I huffed. “Am I supposed to?” Even I knew my question was stupid.

“What did he do to you?”

I shrugged, resigned. “I don’t know. After he made the announcement and I yelled in his face—”

“Wait. Stop.” I could hear the smile in his voice, even if I couldn’t see it. “You yelled in his face? I bet that didn’t go over well.”

I smiled too. “It didn’t. He got pretty upset.”

I kind of liked lover boy, Bennett. We shared the same sense of humor.

“Anyway,” I continued, “After I yelled at him, he dragged me out of the room to find this physician guy. Apparently, I’ve built up an immunity to the drug they’ve been giving me. I told Mr. Angry I wasn’t going to take his stupid drug. That’s when he threw me down here, so I would beg him for it or some other nonsense.”

Bennett was silent.

“Oy, Mystery Lover Boy,” I smiled to myself at the unintentional rhyme, “what are you thinking about over there?”

“I’m thinking, a whole lot of things just started to make sense.”

“What do you mean?” Maybe he could spread his sense to me.

“You might not remember everything, but I do. There have been quite a few things you’ve done over the last little while that haven’t made sense.”

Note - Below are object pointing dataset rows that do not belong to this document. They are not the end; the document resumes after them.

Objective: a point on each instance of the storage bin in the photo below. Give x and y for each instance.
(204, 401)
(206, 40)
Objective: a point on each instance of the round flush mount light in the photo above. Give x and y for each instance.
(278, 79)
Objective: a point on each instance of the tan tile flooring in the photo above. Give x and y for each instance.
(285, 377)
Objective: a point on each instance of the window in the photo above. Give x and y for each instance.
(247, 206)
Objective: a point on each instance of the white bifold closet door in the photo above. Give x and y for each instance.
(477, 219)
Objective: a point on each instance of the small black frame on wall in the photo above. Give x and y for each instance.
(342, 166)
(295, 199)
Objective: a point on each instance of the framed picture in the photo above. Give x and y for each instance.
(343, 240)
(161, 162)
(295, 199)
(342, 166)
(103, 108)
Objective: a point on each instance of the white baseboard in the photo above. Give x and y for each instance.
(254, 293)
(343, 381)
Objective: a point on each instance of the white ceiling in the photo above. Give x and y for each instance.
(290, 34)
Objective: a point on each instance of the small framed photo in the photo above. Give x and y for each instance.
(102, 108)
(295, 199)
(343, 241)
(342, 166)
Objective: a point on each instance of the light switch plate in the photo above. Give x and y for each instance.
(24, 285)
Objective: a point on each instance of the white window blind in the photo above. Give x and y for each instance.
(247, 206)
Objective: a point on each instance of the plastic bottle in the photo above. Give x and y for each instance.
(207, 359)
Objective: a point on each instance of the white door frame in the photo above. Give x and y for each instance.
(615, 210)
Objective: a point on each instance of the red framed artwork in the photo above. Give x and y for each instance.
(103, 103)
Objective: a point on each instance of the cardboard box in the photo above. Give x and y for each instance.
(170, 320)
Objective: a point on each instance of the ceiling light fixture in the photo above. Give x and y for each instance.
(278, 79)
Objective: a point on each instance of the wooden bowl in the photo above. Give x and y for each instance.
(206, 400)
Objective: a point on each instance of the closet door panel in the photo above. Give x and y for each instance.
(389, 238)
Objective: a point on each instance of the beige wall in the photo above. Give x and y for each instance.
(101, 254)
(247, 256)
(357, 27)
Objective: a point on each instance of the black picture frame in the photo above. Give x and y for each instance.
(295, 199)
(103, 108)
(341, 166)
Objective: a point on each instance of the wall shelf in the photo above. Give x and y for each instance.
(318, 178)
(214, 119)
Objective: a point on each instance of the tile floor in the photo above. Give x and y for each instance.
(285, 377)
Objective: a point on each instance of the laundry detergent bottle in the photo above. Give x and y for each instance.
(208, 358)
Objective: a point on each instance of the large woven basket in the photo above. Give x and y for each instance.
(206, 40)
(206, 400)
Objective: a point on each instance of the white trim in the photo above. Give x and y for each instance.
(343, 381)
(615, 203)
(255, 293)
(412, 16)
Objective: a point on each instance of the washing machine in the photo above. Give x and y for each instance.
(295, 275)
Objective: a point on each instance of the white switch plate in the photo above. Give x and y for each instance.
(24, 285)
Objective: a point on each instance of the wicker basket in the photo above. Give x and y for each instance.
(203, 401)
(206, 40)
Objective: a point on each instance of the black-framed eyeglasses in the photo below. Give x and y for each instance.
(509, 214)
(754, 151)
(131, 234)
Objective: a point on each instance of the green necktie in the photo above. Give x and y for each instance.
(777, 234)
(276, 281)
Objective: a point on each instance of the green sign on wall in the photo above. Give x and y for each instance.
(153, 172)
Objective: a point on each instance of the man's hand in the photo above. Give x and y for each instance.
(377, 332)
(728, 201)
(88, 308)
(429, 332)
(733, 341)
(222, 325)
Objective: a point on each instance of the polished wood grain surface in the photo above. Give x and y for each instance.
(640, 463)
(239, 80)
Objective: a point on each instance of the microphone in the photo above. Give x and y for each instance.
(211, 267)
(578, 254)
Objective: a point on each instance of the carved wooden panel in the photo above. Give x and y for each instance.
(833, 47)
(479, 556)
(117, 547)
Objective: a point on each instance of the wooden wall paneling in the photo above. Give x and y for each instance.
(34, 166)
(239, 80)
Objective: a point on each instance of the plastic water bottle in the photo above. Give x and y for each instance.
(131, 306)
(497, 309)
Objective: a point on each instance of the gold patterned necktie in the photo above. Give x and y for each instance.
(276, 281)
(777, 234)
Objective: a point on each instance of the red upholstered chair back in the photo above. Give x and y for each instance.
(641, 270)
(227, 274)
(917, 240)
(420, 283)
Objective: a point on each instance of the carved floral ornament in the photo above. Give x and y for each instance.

Why wouldn’t he just come out and tell me? He was playing with me! Maybe we were too much alike. Oh, I would definitely play with him. I took slow steps toward him. “Like what?” I asked smoothly.

“Like how you called him your one true love. I can’t see you saying something that corny to anyone and really meaning it.”

I silently agreed with him on that point. I would have done it vocally but it would have messed with my game.

I crouched down in front of him. “Silly Bennett,” I whispered our faces only inches apart. He was frozen. “You should know that you will forever be my one true love.” I turned his face in my hands and pressed my lips gently to his check, letting them linger for a moment before releasing him and sitting back on my heals

He was absolutely silent and I had to fight to keep from bursting into laughter. After a several long seconds, he found his voice, but it sounded more confident than I’d been anticipating “You’re mean. I forgot that you like to play dirty.”

His hand snaked out and grabbed mine, catching me by surprise. He pulled me back to the bars. His strong hands cupped my face. This time, it was me who was to shocked to move as he brought his lips to mine. After a few seconds of my head swimming, he pulled back, our foreheads still resting together and teasing me.

His voice was like silk gently brushing my skin. “But you have also forgotten that I know how to play dirty too.”

He released me and moved to sit with his back against the stone wall next to our adjoining bars. After a few seconds, I sat down next to him on my section of the stone wall, less than a foot between us. His fingers slipped through the bars and intertwined firmly with my own. I didn’t pull away.

Crazy dream or not, but I think I was falling in love. In a dungeon. With a boy whose face I couldn’t even clearly see. I had no idea it was that easy. What if he was ugly? I hoped he was ugly, then it would make it easier to wake up. But, for now, I didn’t want the dream to end quite yet.